Re: Reading /proc/stat is slooow

From: Luck, Tony <tony.luck_at_intel.com>
Date: 2005-12-07 03:58:00
On Tue, Dec 06, 2005 at 05:24:16PM +0800, Zou, Nanhai wrote:
>   I think the reason of second loop much slower than the first one is page coloring.
>   For the first loop, at least cache line is hot in the inner loop.
> For the second loop, things will be much worse because percpu data offset is 64k....

Two possible fixes:
1) Compute the per irq sums during the first (cache-friendly) loop.  This has
the downside that we need to allocate NR_IRQS*sizeof(int) to save the sums
until we need them.  This might not be popular for other architectures who
don't have a big problem here as they don't allow such large values for NR_CPUS.

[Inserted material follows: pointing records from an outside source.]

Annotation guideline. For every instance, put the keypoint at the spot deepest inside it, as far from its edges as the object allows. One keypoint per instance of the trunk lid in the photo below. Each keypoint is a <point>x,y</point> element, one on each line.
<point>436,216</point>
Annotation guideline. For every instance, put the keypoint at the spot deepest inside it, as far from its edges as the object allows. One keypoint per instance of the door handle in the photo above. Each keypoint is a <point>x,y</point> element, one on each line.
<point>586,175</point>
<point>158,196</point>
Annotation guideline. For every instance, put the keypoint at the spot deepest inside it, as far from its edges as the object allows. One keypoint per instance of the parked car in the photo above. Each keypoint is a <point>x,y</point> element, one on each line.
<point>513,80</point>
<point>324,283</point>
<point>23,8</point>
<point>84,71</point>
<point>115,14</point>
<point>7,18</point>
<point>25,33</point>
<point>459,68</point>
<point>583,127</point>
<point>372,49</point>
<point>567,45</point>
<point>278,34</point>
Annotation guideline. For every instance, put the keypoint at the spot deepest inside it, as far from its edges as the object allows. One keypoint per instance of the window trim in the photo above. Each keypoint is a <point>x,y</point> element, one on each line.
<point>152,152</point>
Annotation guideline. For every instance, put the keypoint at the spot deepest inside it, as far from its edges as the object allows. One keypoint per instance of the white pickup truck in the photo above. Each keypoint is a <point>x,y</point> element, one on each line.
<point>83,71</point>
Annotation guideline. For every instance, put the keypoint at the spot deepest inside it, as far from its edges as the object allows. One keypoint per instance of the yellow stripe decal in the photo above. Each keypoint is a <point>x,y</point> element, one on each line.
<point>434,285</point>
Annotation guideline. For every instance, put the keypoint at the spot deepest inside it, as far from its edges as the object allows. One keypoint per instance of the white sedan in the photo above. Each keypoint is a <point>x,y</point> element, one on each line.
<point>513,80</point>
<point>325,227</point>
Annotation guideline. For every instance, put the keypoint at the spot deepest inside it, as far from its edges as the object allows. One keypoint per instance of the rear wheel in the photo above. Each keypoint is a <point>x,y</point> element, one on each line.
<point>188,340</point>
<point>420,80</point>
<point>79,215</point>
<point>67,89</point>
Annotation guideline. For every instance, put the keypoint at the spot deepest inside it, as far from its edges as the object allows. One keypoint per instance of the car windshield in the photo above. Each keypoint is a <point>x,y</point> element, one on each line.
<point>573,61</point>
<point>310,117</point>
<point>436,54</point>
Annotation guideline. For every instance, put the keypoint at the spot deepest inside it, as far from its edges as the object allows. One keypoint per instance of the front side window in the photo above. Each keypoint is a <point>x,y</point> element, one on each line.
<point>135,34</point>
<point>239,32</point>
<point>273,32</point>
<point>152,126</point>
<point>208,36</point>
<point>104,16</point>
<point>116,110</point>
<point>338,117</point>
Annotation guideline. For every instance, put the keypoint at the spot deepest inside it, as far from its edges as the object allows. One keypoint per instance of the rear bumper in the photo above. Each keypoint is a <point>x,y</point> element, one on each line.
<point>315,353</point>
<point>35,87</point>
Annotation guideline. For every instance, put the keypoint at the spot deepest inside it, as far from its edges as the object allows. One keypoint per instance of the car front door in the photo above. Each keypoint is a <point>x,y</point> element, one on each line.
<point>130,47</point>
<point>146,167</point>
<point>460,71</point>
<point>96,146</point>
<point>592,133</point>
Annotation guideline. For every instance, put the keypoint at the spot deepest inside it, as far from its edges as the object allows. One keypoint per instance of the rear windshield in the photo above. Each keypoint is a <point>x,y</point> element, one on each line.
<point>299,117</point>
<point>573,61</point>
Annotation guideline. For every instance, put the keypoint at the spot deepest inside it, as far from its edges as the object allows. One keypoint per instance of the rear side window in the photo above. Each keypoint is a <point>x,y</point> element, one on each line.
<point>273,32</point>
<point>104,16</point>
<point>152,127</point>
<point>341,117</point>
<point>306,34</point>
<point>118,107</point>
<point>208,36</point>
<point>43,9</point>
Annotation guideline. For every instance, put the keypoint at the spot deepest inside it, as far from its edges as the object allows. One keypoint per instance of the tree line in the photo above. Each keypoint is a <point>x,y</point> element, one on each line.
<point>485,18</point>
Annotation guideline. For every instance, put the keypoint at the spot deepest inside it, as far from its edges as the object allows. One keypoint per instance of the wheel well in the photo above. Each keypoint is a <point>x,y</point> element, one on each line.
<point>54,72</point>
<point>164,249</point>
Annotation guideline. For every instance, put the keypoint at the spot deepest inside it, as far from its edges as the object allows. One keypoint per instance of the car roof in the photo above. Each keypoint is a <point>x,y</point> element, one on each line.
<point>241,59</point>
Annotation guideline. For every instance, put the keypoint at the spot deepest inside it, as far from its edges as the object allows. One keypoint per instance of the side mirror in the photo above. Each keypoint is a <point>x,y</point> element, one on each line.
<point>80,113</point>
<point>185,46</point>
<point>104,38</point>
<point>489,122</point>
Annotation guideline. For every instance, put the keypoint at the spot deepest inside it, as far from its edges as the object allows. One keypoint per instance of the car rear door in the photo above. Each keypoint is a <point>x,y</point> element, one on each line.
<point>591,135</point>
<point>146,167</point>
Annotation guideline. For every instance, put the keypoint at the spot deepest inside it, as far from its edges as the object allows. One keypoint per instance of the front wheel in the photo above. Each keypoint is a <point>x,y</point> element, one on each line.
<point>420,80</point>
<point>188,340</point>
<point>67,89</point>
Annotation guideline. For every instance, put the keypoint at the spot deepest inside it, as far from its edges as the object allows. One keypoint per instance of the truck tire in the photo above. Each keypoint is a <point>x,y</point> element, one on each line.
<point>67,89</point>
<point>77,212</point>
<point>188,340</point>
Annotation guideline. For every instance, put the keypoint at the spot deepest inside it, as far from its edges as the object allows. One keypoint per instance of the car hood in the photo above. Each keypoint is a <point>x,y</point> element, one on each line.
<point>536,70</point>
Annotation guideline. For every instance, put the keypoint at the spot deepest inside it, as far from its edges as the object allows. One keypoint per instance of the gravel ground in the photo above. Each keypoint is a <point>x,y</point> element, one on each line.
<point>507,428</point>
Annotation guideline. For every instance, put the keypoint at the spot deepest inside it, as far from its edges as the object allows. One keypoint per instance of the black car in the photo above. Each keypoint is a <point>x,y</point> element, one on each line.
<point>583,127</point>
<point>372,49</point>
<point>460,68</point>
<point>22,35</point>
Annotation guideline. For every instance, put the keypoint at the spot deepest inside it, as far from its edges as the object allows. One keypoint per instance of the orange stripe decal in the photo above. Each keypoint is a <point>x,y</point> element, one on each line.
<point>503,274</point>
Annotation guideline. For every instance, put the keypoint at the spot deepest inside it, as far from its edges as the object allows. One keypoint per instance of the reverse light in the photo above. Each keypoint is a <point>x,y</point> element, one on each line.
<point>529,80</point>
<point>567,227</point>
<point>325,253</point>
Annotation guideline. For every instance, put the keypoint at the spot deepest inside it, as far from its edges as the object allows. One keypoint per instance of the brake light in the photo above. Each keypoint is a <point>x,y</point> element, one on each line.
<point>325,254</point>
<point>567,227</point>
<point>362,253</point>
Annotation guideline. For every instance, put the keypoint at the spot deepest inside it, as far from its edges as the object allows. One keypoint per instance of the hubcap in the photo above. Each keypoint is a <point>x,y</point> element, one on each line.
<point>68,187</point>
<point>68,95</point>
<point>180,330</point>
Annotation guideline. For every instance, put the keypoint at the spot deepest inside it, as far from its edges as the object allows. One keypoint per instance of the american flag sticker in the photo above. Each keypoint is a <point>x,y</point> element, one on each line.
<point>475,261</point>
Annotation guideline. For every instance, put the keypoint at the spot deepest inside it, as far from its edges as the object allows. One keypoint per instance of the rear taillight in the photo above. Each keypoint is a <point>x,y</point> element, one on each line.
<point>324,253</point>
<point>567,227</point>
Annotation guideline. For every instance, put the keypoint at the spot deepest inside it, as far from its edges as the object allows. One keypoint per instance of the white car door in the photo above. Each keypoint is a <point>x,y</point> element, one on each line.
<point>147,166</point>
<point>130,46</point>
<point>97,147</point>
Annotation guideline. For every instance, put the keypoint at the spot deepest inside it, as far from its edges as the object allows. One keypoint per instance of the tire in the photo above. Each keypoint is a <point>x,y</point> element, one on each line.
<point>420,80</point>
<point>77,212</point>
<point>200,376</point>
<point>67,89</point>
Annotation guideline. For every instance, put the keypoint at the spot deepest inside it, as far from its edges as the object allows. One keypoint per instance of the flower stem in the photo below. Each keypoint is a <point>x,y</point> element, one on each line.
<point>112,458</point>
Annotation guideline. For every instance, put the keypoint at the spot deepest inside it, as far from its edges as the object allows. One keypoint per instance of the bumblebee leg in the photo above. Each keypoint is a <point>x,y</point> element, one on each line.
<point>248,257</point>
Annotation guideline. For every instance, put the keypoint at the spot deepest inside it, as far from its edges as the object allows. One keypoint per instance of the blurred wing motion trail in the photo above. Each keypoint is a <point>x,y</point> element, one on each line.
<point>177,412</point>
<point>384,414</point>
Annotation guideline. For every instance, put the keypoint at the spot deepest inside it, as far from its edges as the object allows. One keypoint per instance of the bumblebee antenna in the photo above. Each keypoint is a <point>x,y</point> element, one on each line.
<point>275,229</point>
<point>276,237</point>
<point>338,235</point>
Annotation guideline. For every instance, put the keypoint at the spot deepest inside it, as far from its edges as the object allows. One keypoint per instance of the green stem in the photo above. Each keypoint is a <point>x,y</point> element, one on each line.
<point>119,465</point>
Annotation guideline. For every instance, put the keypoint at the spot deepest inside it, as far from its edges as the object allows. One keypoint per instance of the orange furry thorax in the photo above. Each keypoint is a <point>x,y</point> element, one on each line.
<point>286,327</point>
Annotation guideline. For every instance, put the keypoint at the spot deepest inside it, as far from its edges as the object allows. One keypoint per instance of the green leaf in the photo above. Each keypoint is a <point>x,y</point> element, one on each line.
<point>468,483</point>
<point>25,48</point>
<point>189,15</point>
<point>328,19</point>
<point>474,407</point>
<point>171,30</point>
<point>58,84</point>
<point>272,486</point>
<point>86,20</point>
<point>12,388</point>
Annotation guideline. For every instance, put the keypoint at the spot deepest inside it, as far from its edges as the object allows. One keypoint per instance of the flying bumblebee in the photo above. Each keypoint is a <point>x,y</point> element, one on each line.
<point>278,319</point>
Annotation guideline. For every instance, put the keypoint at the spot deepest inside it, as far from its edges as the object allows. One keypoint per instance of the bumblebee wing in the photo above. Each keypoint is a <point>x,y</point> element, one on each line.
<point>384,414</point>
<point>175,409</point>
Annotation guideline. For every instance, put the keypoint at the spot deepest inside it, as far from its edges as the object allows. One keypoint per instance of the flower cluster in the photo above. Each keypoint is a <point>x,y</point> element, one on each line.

2) The problem loop is already #ifdef'd out for PPC64 and ALPHA.  We could add
IA64 to that exclusive club and just not include the per irq sums.  Since kstat_irqs()
computes the sums in an "int", they will wrap frequently on a large system
(512 cpus * default 250Hz = 128000 ... which wraps a 32-bit unsigned in 9 hours
and 19 minutes) ... so their usefulness is questionable.  Does xosview use
the per-irq values?

>  But I have no idea of why 2.6.13 is much faster here.
Andreas didn't have CPU_HOTPLUG turned on in his 2.6.13 build.  Which means that
the "for_each_cpu" loop inside kstat_cpus() only touched the percpu area for the
cpus on his system (with CPU_HOTPLUG=n cpu_possible map is equal to cpu_present).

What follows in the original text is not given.